While vaping in Australia is only technically legal for those with a prescription, sales of the electric devices in convenience stores and tobacconists are prevalent all over the country, with almost 200,000 vapes seized in NSW in the first six months of 2023 alone.
Despite the whopping figure, only seven retailers in the state were prosecuted in the 2022-23 financial year, with only 20 retailers in total facing any type of punishment since January 1, 2020, The Daily Telegraph reported.
State ramps up spending on crack down
NSW Premier Chris Minns has committed $4.3 million over the next three years to crack down on retailers, as NSW Health — who oversee tobacco retail compliance — is set to be given a further four tobacco and e-cigarette inspectors, up from seven currently on rotation.
Three new pharmaceutical officers will also be employed. In addition, another $2.5 million will be rolled out over the next year to increase services to help Aussie youth quit vaping, including the "creation of a new digital platform" and an overhaul of the iCanQuit help platform.
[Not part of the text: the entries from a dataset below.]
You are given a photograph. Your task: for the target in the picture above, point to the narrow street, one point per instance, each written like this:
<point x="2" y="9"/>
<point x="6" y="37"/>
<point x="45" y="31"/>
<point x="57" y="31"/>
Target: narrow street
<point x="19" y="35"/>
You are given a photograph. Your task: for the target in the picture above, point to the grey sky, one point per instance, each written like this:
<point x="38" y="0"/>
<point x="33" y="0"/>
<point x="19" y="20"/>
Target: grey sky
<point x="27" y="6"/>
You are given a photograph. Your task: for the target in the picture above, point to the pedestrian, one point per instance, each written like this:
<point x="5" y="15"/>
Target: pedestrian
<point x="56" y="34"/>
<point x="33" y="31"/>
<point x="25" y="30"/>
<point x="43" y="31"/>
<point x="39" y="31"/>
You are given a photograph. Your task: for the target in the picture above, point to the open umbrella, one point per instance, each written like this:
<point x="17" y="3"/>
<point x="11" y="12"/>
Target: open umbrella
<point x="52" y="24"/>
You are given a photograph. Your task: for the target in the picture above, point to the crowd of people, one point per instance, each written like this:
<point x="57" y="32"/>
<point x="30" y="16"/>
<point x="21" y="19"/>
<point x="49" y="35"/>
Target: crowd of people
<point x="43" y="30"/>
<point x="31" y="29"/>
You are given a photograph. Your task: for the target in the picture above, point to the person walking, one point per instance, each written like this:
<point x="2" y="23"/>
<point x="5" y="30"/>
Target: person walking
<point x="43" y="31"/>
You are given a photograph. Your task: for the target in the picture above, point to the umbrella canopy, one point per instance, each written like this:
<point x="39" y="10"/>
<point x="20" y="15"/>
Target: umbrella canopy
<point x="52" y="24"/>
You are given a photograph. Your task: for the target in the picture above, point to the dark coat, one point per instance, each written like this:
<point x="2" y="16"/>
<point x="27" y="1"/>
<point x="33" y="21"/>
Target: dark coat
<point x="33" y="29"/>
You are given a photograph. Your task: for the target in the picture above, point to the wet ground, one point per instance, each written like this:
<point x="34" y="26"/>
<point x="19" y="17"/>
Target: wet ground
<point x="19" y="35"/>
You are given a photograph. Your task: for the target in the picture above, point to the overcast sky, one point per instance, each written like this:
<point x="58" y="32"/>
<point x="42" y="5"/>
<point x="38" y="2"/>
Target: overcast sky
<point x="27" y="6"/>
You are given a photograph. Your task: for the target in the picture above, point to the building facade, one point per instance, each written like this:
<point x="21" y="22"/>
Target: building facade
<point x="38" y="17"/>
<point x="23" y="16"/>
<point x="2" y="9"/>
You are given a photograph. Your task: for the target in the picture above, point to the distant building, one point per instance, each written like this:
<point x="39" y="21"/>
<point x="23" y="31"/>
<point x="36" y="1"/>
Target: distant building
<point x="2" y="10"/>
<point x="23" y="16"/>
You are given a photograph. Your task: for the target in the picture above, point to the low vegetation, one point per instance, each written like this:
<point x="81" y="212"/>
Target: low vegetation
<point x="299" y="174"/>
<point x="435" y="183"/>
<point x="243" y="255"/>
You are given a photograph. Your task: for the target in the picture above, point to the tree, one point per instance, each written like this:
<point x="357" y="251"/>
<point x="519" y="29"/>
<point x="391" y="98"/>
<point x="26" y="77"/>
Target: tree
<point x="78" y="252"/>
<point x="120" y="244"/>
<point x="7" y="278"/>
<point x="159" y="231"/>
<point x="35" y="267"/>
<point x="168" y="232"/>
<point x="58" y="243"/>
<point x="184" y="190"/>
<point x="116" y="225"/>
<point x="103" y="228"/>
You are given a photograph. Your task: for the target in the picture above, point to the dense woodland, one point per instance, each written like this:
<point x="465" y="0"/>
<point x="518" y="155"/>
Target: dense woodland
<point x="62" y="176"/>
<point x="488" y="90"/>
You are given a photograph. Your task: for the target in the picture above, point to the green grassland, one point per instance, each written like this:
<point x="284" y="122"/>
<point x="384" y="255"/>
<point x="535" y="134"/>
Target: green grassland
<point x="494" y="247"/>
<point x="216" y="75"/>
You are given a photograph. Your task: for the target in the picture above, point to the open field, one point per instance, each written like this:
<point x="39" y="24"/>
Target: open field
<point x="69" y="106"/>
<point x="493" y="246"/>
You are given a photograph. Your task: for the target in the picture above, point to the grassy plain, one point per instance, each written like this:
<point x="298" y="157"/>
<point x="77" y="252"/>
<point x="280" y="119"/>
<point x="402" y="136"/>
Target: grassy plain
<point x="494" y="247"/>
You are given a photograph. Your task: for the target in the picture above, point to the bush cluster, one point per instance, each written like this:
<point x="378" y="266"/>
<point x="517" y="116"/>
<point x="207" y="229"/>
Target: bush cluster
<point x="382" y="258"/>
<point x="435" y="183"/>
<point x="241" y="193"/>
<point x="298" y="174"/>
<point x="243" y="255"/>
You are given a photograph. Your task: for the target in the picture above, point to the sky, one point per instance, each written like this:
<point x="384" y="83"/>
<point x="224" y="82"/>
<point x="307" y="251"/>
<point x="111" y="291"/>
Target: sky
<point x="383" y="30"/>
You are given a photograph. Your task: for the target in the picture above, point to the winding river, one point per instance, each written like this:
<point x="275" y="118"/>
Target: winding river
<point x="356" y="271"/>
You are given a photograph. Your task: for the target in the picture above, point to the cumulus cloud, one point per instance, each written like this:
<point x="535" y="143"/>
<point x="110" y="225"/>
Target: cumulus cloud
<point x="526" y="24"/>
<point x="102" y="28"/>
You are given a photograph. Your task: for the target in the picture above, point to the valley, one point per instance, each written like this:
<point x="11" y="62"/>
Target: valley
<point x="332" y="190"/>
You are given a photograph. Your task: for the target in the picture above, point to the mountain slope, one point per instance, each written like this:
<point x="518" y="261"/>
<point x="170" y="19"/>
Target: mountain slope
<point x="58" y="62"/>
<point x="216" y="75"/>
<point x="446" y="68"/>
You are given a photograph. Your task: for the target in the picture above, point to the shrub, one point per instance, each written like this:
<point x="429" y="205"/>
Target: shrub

It's understood that in the last three weeks in NSW, 23,247 vapes have been seized across retail stores, estimated to have a street value of $695,000, while from January 2022 to June 2023, roughly 369,000 nicotine vapes and e-liquids were also seized with an estimated street value of over $11.8 million.
Minns slams 'public health challenge'
Sydney suburbs where retailers have been caught-out selling the devices include: Randwick, Leppington, Manly, Annandale, Bronte, Campbelltown, Coogee, Dee Why, Engadine, Gymea, Newtown, Riverwood and Stanmore. There have also been prosecutions in Bellambi, Broken Hill, Figtree, Doyalson, Griffith and Hamilton in Newcastle.
Mr Minns said vaping had become a serious public health issue.
“The evidence suggests that vaping is now becoming a gateway for an increase in smoking rates in young people,” he said
“This is a significant public health challenge and taking action on the illegal imports of vapes is going to require co-operation with all levels of government.”
Punishments for retailers selling illegal vapes include fines and a maximum of six months imprisonment.